Nueva propuesta de la compañía Ron Lala con su estilo personal marcado por la música en directo y el humor. En este caso, añadiendo textos y escenas que nos sitúan en el Siglo de Oro español, al tiempo que nos ilustran con medidas dosis de historia del teatro y de crítica social que funciona como aguijones certeros llenos de actualidad. Se titula “Siglo de oro, siglo de ahora (folía)” y están en Madrid, en la sala verde de los teatros del Canal hasta el 4 de noviembre.

Viajamos al siglo XVII de la mano de Juan Cañas, Íñigo Echevarría, Miguel Magdalena “Perilla de la Villa”, Daniel Rovalher “boli” y Álvaro Tato, integrantes de la compañía Ron Lala, fundada en 1996 y dirigida por Yayo Cáceres.  Es el cuarto trabajo que veo de esta compañía después de “Mi misterio del interior”, “Mundo y final” y la más reciente “Time al tiempo” y es sin duda, su mejor espectáculo. Estrenaron antes de verano en el festival “Clásicos en Alcalá”. Un trabajo más maduro y consistente que añade a los que siempre les ha funcionado (humor fino e irónico tan característico regado de rimas y canciones),  textos, personajes y el estilo de nuestros clásicos. Así consiguen un espectáculo redondo que arranca las risas y los aplausos del público, que además despide la función de pie.

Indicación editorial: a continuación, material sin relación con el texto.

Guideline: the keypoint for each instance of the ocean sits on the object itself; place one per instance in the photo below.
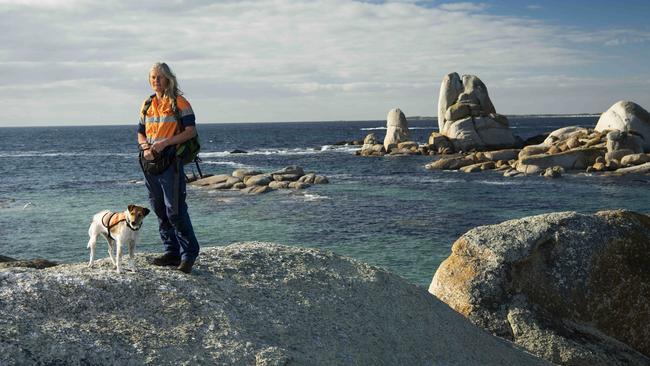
(387, 211)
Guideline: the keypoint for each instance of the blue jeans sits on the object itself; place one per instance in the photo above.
(174, 223)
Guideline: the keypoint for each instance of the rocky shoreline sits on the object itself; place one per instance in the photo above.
(570, 288)
(257, 182)
(245, 304)
(473, 137)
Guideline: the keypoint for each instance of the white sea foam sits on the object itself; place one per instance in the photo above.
(283, 151)
(314, 197)
(384, 128)
(227, 163)
(499, 183)
(37, 154)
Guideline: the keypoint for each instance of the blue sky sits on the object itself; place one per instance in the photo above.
(84, 62)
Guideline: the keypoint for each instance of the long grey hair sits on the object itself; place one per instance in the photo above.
(173, 89)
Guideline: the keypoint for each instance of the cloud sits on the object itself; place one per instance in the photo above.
(269, 60)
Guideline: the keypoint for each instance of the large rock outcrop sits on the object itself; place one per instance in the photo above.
(628, 117)
(245, 304)
(569, 287)
(468, 118)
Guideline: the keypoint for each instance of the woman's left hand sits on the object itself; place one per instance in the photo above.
(159, 146)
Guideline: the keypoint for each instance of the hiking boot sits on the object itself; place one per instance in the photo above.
(167, 259)
(185, 267)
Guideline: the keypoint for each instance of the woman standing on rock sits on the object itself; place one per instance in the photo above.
(167, 120)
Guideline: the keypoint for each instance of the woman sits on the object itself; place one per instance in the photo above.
(166, 120)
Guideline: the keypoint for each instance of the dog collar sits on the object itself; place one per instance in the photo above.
(128, 223)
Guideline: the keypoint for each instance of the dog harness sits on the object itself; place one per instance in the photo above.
(115, 218)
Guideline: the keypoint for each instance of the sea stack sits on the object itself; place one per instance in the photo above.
(468, 118)
(397, 129)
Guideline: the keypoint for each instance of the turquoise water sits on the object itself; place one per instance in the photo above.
(386, 211)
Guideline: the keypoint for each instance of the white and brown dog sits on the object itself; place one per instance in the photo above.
(118, 229)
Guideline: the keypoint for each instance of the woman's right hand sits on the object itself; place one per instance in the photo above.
(148, 154)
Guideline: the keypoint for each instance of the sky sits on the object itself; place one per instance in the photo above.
(86, 62)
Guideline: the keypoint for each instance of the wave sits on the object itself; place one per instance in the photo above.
(314, 197)
(228, 163)
(283, 151)
(385, 128)
(38, 154)
(499, 183)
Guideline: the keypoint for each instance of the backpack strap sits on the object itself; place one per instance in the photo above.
(146, 106)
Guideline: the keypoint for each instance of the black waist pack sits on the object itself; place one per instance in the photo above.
(159, 164)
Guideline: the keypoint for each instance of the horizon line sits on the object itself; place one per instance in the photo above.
(566, 115)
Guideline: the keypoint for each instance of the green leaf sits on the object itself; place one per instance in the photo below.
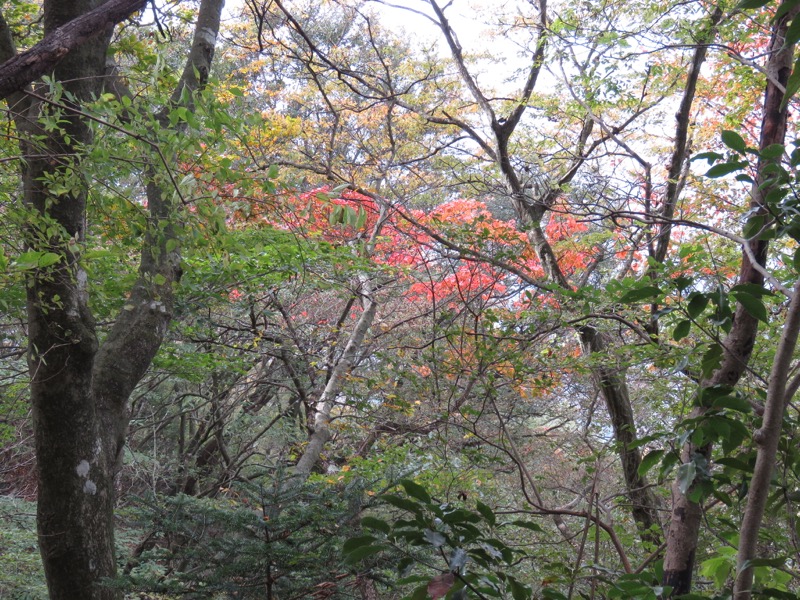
(681, 330)
(518, 591)
(697, 304)
(772, 151)
(753, 226)
(754, 306)
(711, 360)
(792, 85)
(649, 460)
(686, 474)
(434, 538)
(723, 169)
(402, 503)
(734, 403)
(734, 141)
(487, 513)
(360, 554)
(792, 33)
(376, 524)
(415, 490)
(639, 294)
(751, 4)
(48, 259)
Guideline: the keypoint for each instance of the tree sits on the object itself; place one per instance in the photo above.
(80, 385)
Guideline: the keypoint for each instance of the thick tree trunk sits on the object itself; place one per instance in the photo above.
(684, 527)
(74, 480)
(78, 390)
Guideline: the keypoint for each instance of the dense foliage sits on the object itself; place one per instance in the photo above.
(393, 305)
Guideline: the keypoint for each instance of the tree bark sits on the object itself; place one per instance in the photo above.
(21, 69)
(738, 346)
(79, 389)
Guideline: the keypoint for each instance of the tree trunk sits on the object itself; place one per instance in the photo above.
(79, 390)
(686, 516)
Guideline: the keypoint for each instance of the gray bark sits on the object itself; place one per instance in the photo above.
(79, 389)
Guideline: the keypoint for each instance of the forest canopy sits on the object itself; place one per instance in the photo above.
(410, 299)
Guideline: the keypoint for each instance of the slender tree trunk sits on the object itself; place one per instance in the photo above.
(79, 390)
(684, 527)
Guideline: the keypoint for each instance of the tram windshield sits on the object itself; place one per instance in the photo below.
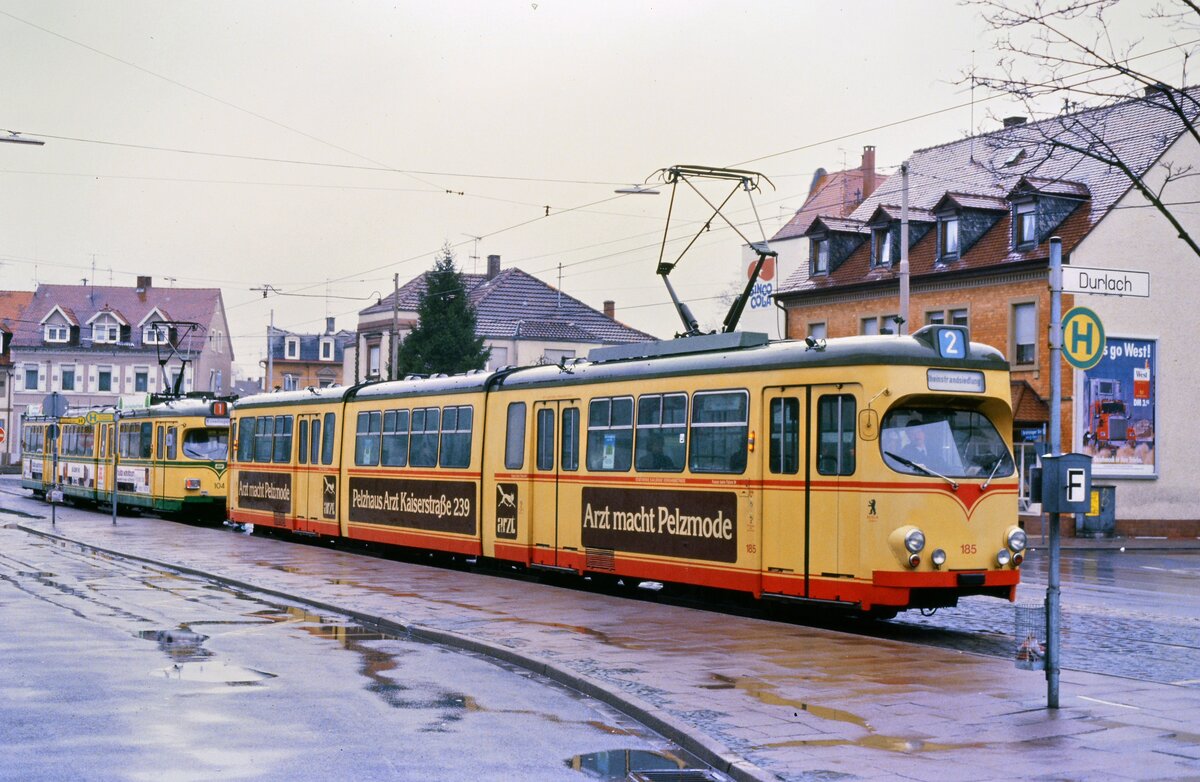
(210, 445)
(943, 441)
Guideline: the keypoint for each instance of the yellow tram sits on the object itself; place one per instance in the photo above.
(171, 456)
(871, 473)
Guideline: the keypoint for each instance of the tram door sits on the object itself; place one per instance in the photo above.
(808, 455)
(307, 489)
(556, 443)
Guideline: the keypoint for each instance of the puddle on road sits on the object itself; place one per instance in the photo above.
(213, 672)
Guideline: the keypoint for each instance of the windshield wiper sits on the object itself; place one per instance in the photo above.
(924, 469)
(994, 470)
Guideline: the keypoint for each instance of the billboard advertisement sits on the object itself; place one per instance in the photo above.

También nos muestran la manera de hacer teatro. El título del espectáculo indica que es una folía (i.e. folla), una fiesta teatral compuesta por piezas breves,  que mezcla humor en verso con música en directo al estilo de los cómicos de la legua del XVII. Así que nos encontramos con 11 piezas breves en las que tenemos varios entremeses (pieza corta y jocosa protagonizada por personajes populares que servía de entreacto de piezas mayores y que posteriormente se denominó sainete), una jácara (género satírico para representar en los entreactos de comedias), mojiganga (texto breve en verso cómico-burlesco y musical típico de fin de fiesta) y otras piezas que nos invitan a la diversión y a familiarizarnos con las formas de hacer de nuestros cómicos del Siglo de Oro. Nos divertimos y aprendemos, que más se puede pedir.

Integrantes de la compañía Ron Lala. Fuente: teatros del Canal

Otro elemento a destacar es la ironía y los dardos que se clavan sobre la piel de nuestra crítica situación actual. La idea es buscar similitudes entre el siglo de oro español (finales del siglo XVI y todo XVII) y el actual siglo XXI donde la crisis económica  se extiende hasta casi todos los rincones. En la función se recuerdan pasajes y autores del siglo XVII, donde las letras españolas vivieron probablemente los años más brillantes de todos los tiempos con tal cantidad y calidad de obras y autores que le valieron el apelativo de Siglo de Oro. Es el siglo del Barroco, una época de explosión cultural en el arte, especialmente el religioso, y también del teatro. Un siglo de crisis generalizada en la Europa continental que fue especialmente dura en España después de la expansión desordenada e imperialismo de Carlos I y Felipe II.  Castilla vivió un drástico descenso de la población y un nivel de pobreza que en muchas ciudades superaba el 40% de los habitantes, algo que nos da idea de una muy crítica situación. En este ambiente desolado en lo económico, el barroco surgió de manera dirigida por el poder, una cultura vulgar para masas anónimas, urbana y profundamente conservadora, pero de una riqueza difícil de medir. La exaltación religiosa, la exageración de las formas y  el teatro sirvieron como bálsamo curativo de las heridas provocadas por la miseria generalizada y para olvidar la triste realidad que acompañaba a la mayoría de la población y a un Imperio en descomposición. En el siglo XVII el teatro (en las grandes ciudades) funcionaba con seguidores y detractores al estilo de los actuales hinchas futboleros y los estrenos eran esperados con pasión y después elogios o rechazo,  aplausos o lanzamiento de los más variopintos elementos. En este ambiente se gestaron algunos de los mejores textos de todos los tiempos en nuestro país y en toda Europa.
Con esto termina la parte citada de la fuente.